Despite promises of stellar long-term growth and the dangling carrot of big, fat refunds, people are finally figuring out that the only beneficiary of an RRSP loan is the lender, unless…
1. You’re in the highest tax bracket AND
2. You can pay off the loan within one year AND
3. You’ll still be able to make the current’s year RRSP contribution from your cash flow.
This isn’t a case of meeting any one of the conditions; all THREE have to be in place before borrowing makes sense for you. Sure, lenders will push you to max out your RRSP for future growth and they’ll waive the tax refund under your nose as a way to pay off the loan faster. But don’t do it. Here’s why:
1. Unless you’re in the highest tax bracket, those magical refunds you’re being promised won’t show up. Lenders don’t calculate your refund on your declining marginal tax rate when doing a refund projection. They know you’re a sucker for a positive story, so they give you one. They’re banking on the fact that you won’t have considered how a big deduction will reduce your marginal tax rate, which also reduces the refund you’ll get. So you may be expecting a huge refund cheque and be disappointed when it comes in smaller than expected. Less to pay off the loan you took out and more interest to pay in the long run.
2. If you can’t pay the loan off in one year, the interest rate—which isn’t tax deductible—won’t stay the same.

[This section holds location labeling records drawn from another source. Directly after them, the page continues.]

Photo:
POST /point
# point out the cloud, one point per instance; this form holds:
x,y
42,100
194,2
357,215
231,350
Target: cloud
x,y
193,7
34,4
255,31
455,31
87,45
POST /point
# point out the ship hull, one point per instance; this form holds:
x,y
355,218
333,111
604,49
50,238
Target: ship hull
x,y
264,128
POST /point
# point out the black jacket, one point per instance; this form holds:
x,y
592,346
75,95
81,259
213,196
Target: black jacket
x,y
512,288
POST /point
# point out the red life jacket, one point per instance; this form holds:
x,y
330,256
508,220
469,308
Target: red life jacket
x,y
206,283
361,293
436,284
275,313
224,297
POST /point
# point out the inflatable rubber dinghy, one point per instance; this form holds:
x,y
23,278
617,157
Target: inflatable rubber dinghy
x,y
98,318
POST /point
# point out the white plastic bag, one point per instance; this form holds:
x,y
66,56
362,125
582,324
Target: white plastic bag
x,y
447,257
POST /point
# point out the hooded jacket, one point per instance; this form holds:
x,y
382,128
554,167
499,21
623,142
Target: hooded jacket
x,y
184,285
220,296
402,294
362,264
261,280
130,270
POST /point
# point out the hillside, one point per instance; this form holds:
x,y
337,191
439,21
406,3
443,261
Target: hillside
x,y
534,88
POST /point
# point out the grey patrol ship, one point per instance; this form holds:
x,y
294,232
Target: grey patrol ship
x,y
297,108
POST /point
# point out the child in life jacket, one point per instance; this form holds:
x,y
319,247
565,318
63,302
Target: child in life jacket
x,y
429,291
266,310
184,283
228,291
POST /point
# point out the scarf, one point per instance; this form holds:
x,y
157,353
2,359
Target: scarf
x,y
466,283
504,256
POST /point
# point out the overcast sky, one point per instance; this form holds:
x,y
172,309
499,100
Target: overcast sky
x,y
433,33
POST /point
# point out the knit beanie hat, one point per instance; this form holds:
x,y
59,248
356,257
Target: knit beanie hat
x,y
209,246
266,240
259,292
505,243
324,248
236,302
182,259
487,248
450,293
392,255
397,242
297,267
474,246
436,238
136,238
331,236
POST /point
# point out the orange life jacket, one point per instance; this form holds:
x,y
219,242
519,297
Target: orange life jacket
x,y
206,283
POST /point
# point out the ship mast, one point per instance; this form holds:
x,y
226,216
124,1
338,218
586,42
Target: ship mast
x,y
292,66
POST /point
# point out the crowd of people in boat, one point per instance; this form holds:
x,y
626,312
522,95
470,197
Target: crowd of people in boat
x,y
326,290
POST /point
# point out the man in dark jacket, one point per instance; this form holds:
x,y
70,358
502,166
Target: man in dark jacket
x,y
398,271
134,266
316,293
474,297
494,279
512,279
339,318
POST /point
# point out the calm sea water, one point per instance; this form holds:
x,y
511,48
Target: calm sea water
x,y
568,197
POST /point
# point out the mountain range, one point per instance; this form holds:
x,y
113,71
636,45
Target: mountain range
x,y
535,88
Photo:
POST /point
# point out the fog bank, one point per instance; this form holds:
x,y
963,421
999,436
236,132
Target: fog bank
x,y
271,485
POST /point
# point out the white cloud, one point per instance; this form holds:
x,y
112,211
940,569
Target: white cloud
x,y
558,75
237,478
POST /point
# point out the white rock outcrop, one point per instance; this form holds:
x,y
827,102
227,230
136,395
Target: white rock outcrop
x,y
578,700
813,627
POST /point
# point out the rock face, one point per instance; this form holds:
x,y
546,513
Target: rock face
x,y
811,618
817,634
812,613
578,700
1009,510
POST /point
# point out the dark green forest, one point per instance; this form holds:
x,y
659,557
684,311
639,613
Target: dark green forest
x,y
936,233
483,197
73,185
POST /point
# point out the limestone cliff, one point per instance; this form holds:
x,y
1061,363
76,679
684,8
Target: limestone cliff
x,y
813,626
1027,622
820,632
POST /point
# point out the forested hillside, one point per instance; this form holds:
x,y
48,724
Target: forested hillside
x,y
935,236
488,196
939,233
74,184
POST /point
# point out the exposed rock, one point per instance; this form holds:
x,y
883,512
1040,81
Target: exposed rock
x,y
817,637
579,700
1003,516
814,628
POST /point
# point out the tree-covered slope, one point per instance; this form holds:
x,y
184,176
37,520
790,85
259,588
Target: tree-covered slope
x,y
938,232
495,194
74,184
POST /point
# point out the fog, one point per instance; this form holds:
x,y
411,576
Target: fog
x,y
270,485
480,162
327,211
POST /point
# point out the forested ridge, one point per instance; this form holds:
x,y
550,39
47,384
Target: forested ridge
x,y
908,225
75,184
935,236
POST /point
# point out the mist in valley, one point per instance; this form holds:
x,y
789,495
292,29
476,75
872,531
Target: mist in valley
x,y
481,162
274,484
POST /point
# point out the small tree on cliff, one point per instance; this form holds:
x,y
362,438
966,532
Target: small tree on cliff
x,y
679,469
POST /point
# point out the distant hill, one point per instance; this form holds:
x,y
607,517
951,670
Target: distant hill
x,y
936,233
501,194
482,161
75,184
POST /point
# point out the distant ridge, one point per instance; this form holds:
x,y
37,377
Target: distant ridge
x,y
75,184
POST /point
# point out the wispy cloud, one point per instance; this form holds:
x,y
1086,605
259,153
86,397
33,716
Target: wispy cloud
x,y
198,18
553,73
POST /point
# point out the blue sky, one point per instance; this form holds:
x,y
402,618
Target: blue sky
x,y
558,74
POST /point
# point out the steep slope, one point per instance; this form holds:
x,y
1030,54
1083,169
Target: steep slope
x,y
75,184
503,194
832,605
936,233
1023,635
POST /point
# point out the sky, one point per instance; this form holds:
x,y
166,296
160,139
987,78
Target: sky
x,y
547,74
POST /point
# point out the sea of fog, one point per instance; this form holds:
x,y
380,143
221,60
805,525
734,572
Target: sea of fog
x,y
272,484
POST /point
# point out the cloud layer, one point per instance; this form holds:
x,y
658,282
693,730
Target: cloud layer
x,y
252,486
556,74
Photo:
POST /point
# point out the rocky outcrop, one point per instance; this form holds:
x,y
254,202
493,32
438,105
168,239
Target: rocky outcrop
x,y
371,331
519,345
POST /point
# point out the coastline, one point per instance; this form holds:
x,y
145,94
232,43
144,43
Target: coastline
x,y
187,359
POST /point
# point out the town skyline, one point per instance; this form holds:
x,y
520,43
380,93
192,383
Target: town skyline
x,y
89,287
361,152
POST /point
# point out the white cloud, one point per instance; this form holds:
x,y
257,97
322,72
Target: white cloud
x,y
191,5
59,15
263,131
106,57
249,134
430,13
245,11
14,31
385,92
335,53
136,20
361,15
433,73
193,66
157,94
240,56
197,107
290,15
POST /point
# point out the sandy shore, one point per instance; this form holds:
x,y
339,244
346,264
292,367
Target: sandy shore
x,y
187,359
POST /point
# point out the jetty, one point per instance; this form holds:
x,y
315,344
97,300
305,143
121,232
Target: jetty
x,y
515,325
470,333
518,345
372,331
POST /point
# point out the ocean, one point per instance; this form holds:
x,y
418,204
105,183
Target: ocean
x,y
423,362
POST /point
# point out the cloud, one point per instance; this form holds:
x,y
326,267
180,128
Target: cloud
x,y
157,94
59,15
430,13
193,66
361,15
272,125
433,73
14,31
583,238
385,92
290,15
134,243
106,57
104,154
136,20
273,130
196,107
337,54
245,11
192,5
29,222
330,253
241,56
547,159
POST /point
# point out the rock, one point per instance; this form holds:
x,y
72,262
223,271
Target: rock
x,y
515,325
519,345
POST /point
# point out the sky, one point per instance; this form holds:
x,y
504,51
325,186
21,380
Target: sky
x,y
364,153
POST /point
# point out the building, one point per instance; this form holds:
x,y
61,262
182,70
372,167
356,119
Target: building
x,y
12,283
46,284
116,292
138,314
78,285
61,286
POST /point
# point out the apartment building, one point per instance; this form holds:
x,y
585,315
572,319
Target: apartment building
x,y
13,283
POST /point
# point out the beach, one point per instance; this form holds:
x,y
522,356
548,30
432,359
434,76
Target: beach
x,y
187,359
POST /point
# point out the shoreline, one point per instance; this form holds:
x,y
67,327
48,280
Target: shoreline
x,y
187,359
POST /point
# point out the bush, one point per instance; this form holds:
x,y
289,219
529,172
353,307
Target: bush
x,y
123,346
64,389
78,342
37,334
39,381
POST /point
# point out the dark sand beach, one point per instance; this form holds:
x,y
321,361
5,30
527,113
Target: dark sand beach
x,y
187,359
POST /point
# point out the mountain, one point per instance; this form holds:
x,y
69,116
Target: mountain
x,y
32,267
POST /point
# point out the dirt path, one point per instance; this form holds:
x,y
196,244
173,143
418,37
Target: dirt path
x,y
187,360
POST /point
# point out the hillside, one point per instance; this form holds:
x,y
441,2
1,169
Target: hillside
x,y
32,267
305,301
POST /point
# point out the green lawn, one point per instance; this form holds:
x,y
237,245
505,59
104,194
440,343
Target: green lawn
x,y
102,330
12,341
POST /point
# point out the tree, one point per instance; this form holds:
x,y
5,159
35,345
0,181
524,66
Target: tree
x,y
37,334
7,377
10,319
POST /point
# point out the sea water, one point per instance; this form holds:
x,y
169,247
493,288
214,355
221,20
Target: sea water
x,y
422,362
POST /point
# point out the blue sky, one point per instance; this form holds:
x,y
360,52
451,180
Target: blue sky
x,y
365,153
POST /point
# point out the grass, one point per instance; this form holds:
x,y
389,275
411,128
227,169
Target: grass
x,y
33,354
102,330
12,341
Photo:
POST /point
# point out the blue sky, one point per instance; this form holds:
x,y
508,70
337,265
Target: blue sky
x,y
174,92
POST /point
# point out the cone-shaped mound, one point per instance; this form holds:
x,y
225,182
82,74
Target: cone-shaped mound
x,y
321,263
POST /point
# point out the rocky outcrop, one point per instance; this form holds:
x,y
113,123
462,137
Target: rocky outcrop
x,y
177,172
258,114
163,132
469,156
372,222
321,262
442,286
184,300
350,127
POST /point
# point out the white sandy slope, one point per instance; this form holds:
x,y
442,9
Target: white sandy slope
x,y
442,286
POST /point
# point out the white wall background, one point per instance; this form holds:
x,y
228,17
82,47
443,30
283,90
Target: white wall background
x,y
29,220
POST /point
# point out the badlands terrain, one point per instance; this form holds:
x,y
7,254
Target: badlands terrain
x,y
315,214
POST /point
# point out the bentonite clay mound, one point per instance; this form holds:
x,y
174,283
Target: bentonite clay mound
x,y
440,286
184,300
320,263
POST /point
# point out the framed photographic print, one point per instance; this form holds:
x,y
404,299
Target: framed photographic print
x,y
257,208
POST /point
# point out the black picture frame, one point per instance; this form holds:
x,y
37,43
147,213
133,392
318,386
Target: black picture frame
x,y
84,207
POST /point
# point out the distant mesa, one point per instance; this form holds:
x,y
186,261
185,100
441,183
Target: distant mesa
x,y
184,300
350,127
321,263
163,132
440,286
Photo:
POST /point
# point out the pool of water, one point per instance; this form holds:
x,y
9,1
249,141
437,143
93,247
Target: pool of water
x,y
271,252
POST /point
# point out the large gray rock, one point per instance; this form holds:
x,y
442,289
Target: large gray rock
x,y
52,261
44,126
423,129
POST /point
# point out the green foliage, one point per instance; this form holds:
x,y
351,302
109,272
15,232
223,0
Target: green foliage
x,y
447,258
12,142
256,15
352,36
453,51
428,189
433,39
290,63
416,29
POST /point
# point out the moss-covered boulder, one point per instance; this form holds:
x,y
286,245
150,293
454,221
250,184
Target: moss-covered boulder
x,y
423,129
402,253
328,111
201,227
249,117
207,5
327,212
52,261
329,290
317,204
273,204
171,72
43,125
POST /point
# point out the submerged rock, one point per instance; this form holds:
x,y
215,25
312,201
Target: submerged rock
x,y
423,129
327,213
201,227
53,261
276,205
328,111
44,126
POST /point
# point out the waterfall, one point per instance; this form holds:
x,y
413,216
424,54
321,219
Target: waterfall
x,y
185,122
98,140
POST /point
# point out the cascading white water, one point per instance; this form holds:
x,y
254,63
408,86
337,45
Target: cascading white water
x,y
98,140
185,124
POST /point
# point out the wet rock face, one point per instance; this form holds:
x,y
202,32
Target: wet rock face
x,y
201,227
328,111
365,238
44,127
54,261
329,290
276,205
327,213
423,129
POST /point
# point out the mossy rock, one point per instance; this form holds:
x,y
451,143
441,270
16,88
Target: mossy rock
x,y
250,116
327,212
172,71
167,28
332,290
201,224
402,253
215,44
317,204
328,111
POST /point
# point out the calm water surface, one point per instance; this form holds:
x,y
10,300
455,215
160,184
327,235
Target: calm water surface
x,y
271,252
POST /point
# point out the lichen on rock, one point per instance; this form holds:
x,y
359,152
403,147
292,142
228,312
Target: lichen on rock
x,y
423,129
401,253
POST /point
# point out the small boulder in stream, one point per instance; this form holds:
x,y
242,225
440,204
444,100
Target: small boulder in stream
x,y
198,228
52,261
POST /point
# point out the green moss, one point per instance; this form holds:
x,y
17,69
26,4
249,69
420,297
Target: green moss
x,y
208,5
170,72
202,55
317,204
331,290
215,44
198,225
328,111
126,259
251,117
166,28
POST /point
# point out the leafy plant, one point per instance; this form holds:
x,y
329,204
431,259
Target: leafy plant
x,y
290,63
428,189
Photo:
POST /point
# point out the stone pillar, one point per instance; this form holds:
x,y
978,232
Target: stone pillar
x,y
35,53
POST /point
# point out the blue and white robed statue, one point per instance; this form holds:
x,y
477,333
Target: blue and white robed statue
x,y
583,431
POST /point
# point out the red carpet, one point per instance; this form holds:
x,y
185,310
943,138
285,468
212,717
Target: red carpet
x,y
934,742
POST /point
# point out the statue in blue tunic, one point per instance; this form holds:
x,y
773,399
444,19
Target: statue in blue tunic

Sure, lenders use a constant interest rate in their projections, but with rates as low as they are right now, that’s not going to last. Each time rates go up, so do the interest costs on that RRSP loan. Since you’re paying for that interest with after-tax dollars, your investments’ returns will have to be really great to make up for the interest cost on the loan.
3. If the loan straps your cash flow to the point that you can’t make your current RRSP contribution monthly, next year you’ll be back in the borrowing game. Nice for lenders, but a hamster’s wheel for you. Skip it.
If you’re determined to max out your RRSP for the future, double up your monthly contributions this year. You’ll be catching up on your unused deduction from last year. And you’ll be making this year’s contribution too. Interest cost? None. Hamster wheel? Nope. Smart consumer? You betcha!